Enciende mi lujuria

Sexo 25/05/2016 05:00 Anahita Actualizada 05:05
 

Que un hombre guapo beba café expreso enciende mi lujuria. Yo creo que esa fuerte infusión es más varonil que el whiskey, el tequila o hasta el mezcal.

Para mí, un buen expreso es sinónimo de virilidad. Y cuando yo lo deleito, es como besar a ese hombre que lo acostumbra todos los días.

A Rafael lo conocí en una cafetería del Centro Histórico, de esas en las que se sirve excelente café de toda la vida; mezclas dignas de conocedores que requieren un disparo que despierte los sentidos, que ya no los perturba, pero sí los estimula como un apretón en el trasero de la chica que les gusta; se les nota en la cara que cada trago los conforta.

Lo vi ahí, sentado en una mesa. Yo llegué a comprar el café de siempre, mismo que en casa suavizo con un chorrito de leche. Gallardo, concentrado en la lectura de un periódico y dando sorbos a la taza, ni se inmutó por mi presencia, algo que me dio confianza para pedir un cortado y ponerme estratégicamente frente a él.

Fui una discreta voyerista con fines fetichistas, y más valía adoptar el mejor ángulo por si me delataba en la osadía. Con los codos en la mesa, una mano encima de la otra y mi barbilla sobre ambas, gozaba de la varonil escena. Sin embargo, mi mirada se desvió a su entrepierna y constaté la buena dotación. “Si así está en quietud…”, pensé mientras servían mi bebida.

De repente, el ejecutor del objeto de mi deseo cerró el diario, vio el reloj, de un sorbo apuró el humeante líquido y pidió la cuenta; yo suspiré desilusionada y torcí la boca en plan caprichoso… No imaginé que tras pagarle al mesero y levantarse, iba a dejar en mi mesa un mensaje con todo y su número en una servilleta: “Te vi que me veías, te invito un café”. La estela que dejó al marcharse olía a expreso e incienso.

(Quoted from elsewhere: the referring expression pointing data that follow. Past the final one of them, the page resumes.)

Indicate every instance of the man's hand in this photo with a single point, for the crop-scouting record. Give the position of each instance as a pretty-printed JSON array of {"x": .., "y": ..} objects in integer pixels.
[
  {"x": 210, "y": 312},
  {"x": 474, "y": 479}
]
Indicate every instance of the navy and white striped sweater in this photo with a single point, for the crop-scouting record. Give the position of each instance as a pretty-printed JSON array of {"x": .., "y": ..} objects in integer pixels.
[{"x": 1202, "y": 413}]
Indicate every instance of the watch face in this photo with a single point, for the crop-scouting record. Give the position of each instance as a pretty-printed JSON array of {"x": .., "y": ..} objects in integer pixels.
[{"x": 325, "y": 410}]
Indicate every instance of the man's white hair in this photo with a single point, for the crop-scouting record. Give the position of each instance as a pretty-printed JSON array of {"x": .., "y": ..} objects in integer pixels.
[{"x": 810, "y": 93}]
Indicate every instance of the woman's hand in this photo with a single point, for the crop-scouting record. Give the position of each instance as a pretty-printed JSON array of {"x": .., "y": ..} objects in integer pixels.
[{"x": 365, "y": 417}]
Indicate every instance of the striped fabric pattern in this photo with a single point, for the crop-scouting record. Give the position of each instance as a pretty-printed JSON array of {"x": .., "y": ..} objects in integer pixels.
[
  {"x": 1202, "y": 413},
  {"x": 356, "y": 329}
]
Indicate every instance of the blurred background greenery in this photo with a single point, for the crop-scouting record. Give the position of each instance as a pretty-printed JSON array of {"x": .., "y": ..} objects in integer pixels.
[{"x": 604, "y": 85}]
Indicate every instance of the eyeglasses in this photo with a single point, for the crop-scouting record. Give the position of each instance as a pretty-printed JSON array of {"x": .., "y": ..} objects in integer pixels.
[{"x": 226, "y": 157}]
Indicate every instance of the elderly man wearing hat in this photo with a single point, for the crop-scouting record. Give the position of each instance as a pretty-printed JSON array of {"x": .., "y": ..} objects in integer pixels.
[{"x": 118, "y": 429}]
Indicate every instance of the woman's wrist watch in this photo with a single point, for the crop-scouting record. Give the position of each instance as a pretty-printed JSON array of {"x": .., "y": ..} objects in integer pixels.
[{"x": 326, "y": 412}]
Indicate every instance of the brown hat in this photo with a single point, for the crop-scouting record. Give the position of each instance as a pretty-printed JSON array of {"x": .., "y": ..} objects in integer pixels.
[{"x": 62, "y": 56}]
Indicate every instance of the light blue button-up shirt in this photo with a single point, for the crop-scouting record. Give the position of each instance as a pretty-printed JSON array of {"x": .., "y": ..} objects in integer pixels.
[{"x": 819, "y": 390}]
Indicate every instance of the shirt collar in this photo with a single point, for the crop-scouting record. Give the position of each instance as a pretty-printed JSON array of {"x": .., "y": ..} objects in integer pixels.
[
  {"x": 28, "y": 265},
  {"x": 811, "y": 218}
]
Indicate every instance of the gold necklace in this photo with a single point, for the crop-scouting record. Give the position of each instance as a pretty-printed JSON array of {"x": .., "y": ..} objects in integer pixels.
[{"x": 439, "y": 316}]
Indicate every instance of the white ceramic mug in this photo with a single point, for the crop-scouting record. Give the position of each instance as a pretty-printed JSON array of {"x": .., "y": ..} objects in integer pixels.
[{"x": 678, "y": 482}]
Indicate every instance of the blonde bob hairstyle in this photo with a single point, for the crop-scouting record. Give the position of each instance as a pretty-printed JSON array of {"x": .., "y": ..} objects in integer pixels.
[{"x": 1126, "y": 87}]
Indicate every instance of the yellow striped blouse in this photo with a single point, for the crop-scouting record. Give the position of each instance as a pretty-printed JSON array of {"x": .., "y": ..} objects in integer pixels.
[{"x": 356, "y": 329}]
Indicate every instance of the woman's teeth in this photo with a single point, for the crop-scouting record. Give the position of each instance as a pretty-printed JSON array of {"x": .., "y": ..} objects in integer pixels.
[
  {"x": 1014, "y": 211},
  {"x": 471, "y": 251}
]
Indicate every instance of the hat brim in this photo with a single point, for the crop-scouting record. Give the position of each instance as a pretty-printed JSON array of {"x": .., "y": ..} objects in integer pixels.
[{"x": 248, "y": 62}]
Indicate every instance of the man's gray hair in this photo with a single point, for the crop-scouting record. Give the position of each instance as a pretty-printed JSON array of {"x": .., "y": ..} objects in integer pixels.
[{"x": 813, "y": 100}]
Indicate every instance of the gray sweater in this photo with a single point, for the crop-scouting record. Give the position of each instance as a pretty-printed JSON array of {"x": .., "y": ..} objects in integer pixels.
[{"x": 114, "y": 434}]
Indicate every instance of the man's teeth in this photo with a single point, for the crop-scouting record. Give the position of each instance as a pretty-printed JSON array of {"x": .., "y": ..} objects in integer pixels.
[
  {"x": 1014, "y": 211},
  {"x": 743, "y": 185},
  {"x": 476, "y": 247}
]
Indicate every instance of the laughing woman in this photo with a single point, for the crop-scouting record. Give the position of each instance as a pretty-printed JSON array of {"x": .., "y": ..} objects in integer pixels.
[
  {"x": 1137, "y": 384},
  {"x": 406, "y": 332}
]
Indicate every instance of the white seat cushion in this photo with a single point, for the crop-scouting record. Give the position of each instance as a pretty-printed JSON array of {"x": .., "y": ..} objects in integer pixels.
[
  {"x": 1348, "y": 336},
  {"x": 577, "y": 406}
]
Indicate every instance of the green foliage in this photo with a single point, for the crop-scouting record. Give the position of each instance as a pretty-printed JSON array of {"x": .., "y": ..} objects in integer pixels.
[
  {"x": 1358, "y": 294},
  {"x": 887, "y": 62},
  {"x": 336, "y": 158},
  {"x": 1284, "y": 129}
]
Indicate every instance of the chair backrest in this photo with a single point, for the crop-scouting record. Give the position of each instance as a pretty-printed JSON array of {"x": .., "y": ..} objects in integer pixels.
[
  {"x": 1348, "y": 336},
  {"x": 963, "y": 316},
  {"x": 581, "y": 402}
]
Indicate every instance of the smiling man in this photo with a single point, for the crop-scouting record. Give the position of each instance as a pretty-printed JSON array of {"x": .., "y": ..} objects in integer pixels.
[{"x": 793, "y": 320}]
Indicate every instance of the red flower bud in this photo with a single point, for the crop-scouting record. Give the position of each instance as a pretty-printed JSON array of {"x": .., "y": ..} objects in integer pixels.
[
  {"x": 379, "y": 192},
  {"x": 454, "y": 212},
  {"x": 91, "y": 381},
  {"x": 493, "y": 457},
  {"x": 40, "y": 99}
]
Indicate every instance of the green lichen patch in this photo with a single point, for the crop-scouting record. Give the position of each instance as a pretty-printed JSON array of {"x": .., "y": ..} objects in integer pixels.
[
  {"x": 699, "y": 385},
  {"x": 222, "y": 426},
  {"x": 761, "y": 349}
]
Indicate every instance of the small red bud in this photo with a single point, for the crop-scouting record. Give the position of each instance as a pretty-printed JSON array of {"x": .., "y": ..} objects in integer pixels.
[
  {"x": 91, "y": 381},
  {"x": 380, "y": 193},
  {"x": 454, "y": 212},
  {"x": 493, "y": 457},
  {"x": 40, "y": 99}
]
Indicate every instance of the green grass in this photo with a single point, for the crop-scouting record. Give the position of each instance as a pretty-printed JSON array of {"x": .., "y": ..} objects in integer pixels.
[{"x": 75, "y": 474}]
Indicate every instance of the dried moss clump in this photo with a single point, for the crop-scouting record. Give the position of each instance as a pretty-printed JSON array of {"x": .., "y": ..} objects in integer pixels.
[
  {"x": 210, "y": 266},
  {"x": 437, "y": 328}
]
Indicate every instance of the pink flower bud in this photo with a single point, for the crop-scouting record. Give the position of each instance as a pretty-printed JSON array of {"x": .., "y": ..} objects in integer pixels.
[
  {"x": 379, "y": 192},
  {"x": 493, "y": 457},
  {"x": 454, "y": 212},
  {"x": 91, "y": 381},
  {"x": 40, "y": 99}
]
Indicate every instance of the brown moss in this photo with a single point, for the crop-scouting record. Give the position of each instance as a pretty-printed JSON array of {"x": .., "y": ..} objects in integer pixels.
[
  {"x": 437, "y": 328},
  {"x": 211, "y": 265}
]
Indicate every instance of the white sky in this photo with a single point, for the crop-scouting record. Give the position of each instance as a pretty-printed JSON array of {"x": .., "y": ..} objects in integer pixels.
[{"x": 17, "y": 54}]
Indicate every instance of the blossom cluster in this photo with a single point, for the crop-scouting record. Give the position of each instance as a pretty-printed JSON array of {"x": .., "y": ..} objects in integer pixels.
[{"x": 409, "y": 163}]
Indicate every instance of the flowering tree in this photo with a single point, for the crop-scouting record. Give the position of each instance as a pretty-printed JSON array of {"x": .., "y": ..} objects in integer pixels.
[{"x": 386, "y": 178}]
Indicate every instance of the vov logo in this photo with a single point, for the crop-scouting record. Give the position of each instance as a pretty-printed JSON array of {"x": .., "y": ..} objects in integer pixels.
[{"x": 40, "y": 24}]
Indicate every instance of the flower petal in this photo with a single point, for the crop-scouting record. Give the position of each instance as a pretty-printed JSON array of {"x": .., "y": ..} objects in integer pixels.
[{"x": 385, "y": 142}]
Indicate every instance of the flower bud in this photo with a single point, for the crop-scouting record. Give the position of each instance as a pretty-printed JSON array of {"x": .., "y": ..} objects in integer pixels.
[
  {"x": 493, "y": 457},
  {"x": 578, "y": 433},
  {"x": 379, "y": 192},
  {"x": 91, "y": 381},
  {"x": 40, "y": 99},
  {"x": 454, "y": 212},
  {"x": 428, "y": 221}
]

Mi indecisión duró un par de días y le llamé; nos reunimos en el mismo lugar, donde debía activarse mi debilidad por el erótico talismán, y después de dos citas, platicando y admirando su ritual, le confesé mi pecado, al tiempo que yo lubricaba y él se excitaba ante la insólita revelación. Saldamos la cuenta y nos fuimos de ahí.

En su cocina, una cafetera italiana relucía junto a una bolsa de grano molido. Su departamento olía igual que él, y envuelta en tan incitante ambiente y luego de unos besos y abrazos candentes, le pedí que me hiciera un expreso. Mientras bullía la fragante preparación en la lumbre, burbujeaba mi centro a la vez que Rafael me quitaba la ropa frente al horno de microondas; desnuda me puso contra la barra de espaldas a él y comenzó a amasarme los pechos, besando mi cuello.

Yo, extasiada por el aroma y sus ansias, me apoyé en la superficie y me incliné para darle mis nalgas; aprisa se bajó el pantalón y los bóxer, se zafó el suéter y con fuerza me dio por atrás, mientras yo reía como drogada por la fragancia y la tan suculenta embestida. Sujetado en mi cintura, clavaba incesante su miembro y me decía que mi extraña afición lo cachondeaba aún más. El café se derramaba del traste italiano perturbando la flama de la estufa.

Cuando Rafael salió de mí por un momento, di una voltereta y ya lo tenía recargado en el mueble con el pantalón atrapándole los pies; apagué la hornilla, con calma me serví un poco del humeante líquido y lo enfrié a soplidos, mientras él me observaba. Su pene seguía erguido y lustroso, y a la vez que yo admiraba su trozo, tomaba mi expreso y recogía con mis dedos el jugo que escurría por mi muslo para untarlo en su falo.

Me acerqué y bebió de mis labios la ruda infusión, derramó unas gotas en uno de mis senos y de inmediato se volcó a lamerlo al tiempo que le hacía un manual en su sexo, para luego hincarme, meterlo en mi boca, chuparlo y comerlo de la raíz a su glande... Así fue como le di un explosivo orgasmo con sabor a expreso, mientras él me daba su leche para que supiera más rico mi café.